Comme son nom l’indique, c’est un miroir qui permet d’avoir une vue sur les véhicules en approche là où la visibilité est fortement réduite. Par exemple, dans un carrefour situé entre des habitations. Il sert aux riverains disposant d’un garage mais dont la vue est masquée par d’autres voitures en stationnement par exemple. On le trouve également aux arrêts de tram là où la piste cyclable prend fin et où les cyclistes continuent sur la chaussée. Ils peuvent prendre plusieurs formes: ronds, carrés, rectangulaires. Ils ne sont pas repris dans le Code de la route.

miroir de sécurité
miroir en sortie de résidence
miroir de sécurité
miroir de sécurité envers les cyclistes

À Bruxelles, la Région refuse toute nouvelle demande sauf en cas d’absolue nécessité. Les raisons invoquées sont multiples. « Ils induisent un faux sentiment de sécurité aux usagers et, donc, un comportement dangereux lié à une mauvaise estimation des distances par l’effet de déformation des images dans le miroir. (…) C’est également ingérable pour nous de poser et entretenir ce type d’infrastructure à chaque sortie de parking, de garage commun, de garage particulier » (C. Thiry, porte-parole de Bruxelles Mobilité).

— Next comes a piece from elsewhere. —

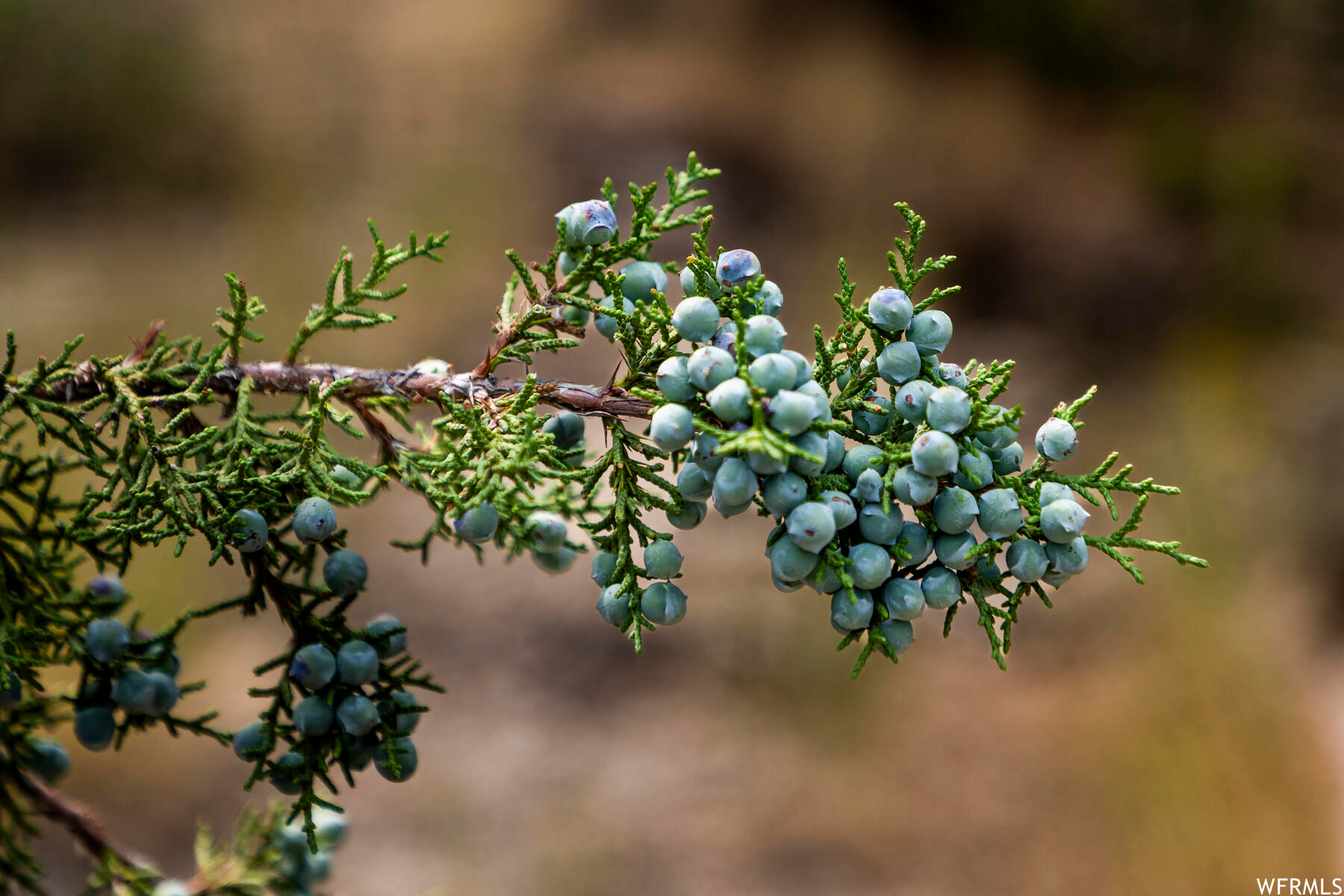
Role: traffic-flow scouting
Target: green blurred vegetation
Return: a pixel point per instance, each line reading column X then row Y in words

On peut noter d’autres soucis comme le risque d’éblouissement, l’arrondi qui induit une mauvaise perception des distances notamment envers les cyclistes, des salissures naturelles dans les endroits boisés ou en raison de la météo, de l’état général en raison d’un manque d’entretien, etc. Il appartient au gestionnaire de voirie de fixer d’éventuelles caractéristiques techniques en cas d’autorisation de placement. Certaines communes, comme Uccle, ont fait le choix de continuer à les placer (Règlement miroir).

En Wallonie, il existe des recommandations (cf. Sécurothèque). Par exemple, le miroir doit toujours être bordé d’une ligne striée rouge et blanche pour le distinguer du fond.